Я сидел на стуле перед магазином. То есть - много лет назад, Боже благослови, когда Череп был еще с нами. Два парня из Мельбурна заехали к нам в "холдене", тогда это была новая МАРКА, до той поры мы и не слыхали о ней. На одном парне был костюм в полосочку, на другом клетчатые шорты, посмотришь на него - обхохочешься. Который в костюме и говорит: можно снять с вас фото?
Не будучи уверен в своих ПРАВАХ, я позвал Черепа и по его лицу сразу понял, что он тоже считает их за пару ИЗВРАЩЕНЦЕВ, но согласен позировать со мной вместе, отец и сын. У извращенцев был с собой "ПОЛЯРОИД", так он тогда назывался. Они сделали фото, мы встали кружком, и я видел, как я постепенно выныриваю на поверхность снимка, словно утопленник, которого течением прибило к плотине.
- Смотри-ка, - проворчал папаша. - Так и думал, что эта штука никуда не годится.
Я сразу понял, о чем он, но извращенцам понадобилось время, чтобы понять: от всего Черепа на снимке виднелся только фартук.
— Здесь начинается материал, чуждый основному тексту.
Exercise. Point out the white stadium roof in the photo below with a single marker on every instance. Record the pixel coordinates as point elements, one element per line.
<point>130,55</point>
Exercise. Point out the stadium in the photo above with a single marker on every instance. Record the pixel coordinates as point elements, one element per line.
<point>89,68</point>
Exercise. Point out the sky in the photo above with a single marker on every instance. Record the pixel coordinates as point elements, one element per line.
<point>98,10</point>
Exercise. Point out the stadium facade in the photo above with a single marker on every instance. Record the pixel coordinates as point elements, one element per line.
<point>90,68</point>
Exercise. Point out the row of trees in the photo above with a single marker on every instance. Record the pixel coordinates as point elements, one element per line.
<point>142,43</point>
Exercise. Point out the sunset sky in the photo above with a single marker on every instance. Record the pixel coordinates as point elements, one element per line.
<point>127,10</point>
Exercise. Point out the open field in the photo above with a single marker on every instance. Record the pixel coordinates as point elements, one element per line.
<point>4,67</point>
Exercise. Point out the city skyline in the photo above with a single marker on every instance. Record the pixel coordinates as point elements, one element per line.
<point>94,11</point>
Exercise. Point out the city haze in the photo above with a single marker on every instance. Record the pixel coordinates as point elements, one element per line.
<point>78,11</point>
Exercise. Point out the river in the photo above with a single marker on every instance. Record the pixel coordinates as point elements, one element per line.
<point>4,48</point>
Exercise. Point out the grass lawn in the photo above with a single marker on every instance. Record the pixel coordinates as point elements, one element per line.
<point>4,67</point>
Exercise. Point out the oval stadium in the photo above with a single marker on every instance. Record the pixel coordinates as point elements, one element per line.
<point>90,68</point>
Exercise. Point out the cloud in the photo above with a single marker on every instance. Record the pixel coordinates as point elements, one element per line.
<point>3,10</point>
Тогда они решили сделать второй "Поляроид" и отдать его нам насовсем, будьте любезны, беда невелика.
Сняли фото, которое вполне удовлетворило Черепа, преподнесли ему снимок и СВАЛИЛИ. Кто мог бы сказать, куда их еще занесло?
- Полумать только, - бормотал папаша, изучая свое подобие, постепенно расцветавшее перед ним. Лицо у него, точно топор, и злобные красные глазки, но когда он поставил "Поляроид" на каминную доску, он и сам словно стал другим человеком. - Подумать только, - повторял он. Склонил голову набок и чуть ли не улыбнулся. - Только подумать, так их и разэтак!
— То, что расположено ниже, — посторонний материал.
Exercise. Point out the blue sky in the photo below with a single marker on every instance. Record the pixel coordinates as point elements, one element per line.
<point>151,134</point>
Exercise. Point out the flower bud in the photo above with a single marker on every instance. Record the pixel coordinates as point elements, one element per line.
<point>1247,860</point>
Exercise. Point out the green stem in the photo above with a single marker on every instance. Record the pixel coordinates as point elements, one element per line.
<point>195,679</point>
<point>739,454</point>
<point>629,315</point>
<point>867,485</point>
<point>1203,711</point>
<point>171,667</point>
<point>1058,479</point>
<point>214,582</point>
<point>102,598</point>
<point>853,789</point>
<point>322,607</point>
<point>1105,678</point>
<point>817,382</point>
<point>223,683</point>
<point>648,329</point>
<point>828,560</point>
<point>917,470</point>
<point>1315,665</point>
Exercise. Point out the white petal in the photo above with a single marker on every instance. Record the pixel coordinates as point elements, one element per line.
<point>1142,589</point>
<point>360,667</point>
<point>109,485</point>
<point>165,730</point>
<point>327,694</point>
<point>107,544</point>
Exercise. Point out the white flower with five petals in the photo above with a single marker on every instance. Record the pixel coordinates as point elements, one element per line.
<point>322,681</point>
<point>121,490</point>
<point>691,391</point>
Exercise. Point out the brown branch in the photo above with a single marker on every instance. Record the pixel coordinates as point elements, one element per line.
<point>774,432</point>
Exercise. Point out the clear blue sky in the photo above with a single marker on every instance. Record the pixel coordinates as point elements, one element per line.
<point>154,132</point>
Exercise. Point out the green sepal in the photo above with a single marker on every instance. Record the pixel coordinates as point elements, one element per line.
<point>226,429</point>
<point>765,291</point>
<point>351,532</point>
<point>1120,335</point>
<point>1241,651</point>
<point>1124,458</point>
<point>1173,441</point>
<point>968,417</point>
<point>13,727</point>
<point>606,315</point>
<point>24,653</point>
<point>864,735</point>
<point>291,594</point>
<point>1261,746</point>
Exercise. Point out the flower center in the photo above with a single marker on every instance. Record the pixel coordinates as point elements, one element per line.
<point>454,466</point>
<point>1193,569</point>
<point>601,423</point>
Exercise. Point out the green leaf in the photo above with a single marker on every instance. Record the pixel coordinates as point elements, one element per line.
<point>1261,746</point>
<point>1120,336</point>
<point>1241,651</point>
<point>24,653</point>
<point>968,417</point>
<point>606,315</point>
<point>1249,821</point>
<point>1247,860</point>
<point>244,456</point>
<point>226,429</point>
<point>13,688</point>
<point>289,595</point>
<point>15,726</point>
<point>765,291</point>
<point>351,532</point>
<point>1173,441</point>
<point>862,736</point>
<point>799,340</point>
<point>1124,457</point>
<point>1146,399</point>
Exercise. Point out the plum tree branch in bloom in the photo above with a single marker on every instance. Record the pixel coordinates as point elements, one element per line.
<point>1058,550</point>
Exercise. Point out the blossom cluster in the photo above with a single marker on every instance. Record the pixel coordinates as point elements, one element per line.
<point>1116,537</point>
Поляроид выцветал и становился все хуже, а через неделю полностью ИСЧЕЗ. Казалось бы, папаша мог впасть в обычную свою ярость, но ничего подобного, словечка ни сказал, и "Поляроид" оставался на камине, пока Черен был жив, порой я видел, как папаша сверяется с ним, словно с барометром или часами. А теперь он умер, и все пошло прахом, и сорняки проросли сквозь иол террасы, служившей нам спальней.
Много дней я сидел в кладовой, дожидаясь, пока брат уладит С ДОЛГАМИ. Скверная это была комната, раковина, ведро, и колонка для нагрева воды, ревевшая глухой ночью. УМММ, УММММ. Нагоняла страх Божий. Я пристроил медведя и венок, включил радио, оно молчало, но хоть мигало зеленым глазком, успокаивало.
Открываю я однажды утром глаза и вижу: из прачечной идет пар, сквозь это облако пробивается солнечный свет и в облаке НЕБЕСНОЕ СОЗДАНИЕ, хотя это был МУЖЧИНА, однако красив, как знаменитый портрет ФИЛИППИНО ЛИППИ, и одет в костюм тусклого белого серебра, я видел такую изнанку у крыльев мотыльков, когда они умирали в священном свете.
Камень откатился, я последовал за этим посланцем по коридору, старики выходили навстречу и предупреждали меня, чтобы я не споткнулся о шнур, тянувшийся от моего радио, а до восьми часов еще оставалось время: Джексон сидел за своим столом.
И ангел молвил:
- Отдай ему его деньги!
Джексон протянул мне конверт. Без обид, приятель, сказал он.
На улице ждал белый "мерседес-бенц", как будто на свадьбе. Я сел рядом с ангелом. Темные кудри его блестели недавним благословением.